During the April-June quarter, the Parent Airline Company took delivery of one Airbus A330-300 and removed one Boeing 777-200 in preparation for lease. As at 30 June 2014, the operating fleet of the Parent Airline Company comprised 103 passenger aircraft – 57 Boeing 777s, 27 A330-300s and 19 A380-800s, with an average age of 6 years and 11 months.

 

SilkAir took delivery of two Boeing 737-800 aircraft during the quarter and, as at 30 June 2014, its operating fleet comprised 26 aircraft – 16 Airbus A320-200s, six A319-100s and four 737-800s. During the April-June quarter, SilkAir launched services to Kalibo, Mandalay and Hangzhou, expanding its network to 48 destinations across 12 countries.

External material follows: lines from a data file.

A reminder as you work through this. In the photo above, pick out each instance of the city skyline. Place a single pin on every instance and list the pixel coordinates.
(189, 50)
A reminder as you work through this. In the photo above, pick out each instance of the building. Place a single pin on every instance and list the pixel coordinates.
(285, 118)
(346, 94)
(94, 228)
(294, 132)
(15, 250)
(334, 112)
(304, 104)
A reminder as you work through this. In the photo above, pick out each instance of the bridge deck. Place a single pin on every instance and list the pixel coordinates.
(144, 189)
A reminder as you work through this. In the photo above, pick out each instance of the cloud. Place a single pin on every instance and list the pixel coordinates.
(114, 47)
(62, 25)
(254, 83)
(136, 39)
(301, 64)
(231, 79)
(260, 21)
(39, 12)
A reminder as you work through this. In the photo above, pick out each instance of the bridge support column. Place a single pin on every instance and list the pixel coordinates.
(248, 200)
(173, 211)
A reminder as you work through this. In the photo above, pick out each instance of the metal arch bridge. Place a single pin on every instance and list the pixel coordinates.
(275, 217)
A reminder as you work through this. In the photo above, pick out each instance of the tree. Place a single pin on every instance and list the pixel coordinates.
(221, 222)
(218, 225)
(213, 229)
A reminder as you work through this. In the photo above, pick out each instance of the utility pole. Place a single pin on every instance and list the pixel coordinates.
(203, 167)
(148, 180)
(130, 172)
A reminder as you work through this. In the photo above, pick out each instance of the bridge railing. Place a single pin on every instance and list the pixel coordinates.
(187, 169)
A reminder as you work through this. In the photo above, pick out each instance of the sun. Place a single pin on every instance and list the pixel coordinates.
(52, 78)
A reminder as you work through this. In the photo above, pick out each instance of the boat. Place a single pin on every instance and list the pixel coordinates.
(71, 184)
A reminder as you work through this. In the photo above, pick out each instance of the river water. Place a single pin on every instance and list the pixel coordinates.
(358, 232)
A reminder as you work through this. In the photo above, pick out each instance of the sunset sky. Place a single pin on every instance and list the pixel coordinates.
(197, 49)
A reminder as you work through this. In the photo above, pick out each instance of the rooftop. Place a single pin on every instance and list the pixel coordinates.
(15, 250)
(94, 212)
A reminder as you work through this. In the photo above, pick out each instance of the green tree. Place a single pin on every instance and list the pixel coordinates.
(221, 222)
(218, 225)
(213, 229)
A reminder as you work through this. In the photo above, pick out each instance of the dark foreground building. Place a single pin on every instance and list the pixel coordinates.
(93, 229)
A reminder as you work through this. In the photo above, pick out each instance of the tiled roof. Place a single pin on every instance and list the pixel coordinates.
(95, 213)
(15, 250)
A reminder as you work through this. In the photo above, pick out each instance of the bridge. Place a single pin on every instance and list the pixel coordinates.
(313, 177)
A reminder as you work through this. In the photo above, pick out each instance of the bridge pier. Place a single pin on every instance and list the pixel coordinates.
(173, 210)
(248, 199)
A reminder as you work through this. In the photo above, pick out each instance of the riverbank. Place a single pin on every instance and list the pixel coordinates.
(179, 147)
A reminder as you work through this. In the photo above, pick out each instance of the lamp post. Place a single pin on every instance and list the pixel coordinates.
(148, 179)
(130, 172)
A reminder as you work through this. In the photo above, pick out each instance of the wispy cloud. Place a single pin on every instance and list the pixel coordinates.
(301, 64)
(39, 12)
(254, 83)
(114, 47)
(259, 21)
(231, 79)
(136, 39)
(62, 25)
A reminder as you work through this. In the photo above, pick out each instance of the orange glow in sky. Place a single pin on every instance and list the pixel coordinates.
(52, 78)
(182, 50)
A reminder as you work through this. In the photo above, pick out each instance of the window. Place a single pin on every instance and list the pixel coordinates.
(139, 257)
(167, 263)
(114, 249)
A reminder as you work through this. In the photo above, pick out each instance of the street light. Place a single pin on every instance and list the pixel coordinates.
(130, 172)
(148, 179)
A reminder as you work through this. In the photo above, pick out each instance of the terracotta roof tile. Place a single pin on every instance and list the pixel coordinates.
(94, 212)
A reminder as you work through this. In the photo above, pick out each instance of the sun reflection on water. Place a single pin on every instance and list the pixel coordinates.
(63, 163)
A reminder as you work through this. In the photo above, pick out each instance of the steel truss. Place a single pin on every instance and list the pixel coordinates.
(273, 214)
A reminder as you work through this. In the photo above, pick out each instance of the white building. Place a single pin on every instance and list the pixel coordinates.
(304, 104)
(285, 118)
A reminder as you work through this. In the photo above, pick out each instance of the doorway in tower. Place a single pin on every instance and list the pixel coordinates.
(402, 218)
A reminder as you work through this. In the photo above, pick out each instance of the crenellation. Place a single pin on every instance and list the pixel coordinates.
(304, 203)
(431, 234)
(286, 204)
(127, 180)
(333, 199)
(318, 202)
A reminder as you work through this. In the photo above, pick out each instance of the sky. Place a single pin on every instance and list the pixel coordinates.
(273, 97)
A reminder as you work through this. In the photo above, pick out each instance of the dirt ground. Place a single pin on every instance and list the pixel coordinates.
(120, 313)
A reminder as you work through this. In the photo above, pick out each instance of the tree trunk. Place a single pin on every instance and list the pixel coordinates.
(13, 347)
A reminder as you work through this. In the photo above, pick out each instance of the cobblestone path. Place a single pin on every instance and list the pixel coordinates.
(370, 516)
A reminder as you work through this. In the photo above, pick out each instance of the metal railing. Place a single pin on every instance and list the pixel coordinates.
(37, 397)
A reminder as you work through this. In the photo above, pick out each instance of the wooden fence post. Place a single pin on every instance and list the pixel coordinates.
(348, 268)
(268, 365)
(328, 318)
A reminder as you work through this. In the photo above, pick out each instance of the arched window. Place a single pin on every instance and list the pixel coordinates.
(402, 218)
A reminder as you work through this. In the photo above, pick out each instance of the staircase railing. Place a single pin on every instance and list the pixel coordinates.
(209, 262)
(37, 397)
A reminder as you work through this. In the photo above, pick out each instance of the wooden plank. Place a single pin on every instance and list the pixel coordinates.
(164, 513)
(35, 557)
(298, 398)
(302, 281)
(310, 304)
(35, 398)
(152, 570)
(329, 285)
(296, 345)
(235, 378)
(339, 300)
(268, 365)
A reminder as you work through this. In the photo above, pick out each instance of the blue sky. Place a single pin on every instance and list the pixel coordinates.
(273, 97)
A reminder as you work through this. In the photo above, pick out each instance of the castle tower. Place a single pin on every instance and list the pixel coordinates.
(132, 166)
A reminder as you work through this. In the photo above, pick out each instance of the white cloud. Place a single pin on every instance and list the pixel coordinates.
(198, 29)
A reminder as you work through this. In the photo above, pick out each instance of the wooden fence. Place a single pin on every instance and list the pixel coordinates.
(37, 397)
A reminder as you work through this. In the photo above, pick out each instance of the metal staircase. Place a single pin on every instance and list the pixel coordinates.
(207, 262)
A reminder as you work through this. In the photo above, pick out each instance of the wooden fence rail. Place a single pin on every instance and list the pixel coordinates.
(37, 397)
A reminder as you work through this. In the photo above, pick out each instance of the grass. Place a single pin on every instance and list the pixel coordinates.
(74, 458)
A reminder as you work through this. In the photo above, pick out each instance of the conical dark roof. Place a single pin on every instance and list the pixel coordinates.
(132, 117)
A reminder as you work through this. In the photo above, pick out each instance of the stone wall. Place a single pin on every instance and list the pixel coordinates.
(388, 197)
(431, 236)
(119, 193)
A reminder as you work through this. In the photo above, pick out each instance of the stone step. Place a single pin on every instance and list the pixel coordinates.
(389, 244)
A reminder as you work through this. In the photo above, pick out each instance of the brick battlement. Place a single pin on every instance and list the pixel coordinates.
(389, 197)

As at 30 June 2014, there was no change to Scoot’s fleet, which comprised six 777-200s. SIA Cargo operated a fleet of eight Boeing 747-400s after returning one freighter on expiry of its lease in May 2014.

The Parent Airline Company will continue to make adjustments to selected markets across the network during the Northern Summer season. A380 services to Shanghai were increased from five times weekly to daily, and Beijing will be served by daily A380 services from 1 August 2014. Singapore Airlines became the first airline to operate the A380 to India with the introduction of daily A380 flights to Mumbai and New Delhi from 31 May 2014. Athens will be served two times weekly between 9 June 2014 and 9 October 2014 to cater to peak summer demand in Europe.

OUTLOOK

The outlook for the air transportation industry has become more challenging with continuing uncertain global economic climate, geo-political concerns in the region and elevated fuel prices.

Load factors in the current quarter are expected to be stable year on year.  Aggressive fares and capacity injections from competitors will continue to place pressure on yields.

Overcapacity in the market will continue to impact the cargo business, notwithstanding a slow recovery in airfreight demand. SIA Cargo is targeting specific product segments and traffic lanes to boost performance.

In this difficult operating environment, the Group will continue to monitor demand trends closely and make appropriate adjustments to capacity deployment, alongside a continued focus on cost discipline.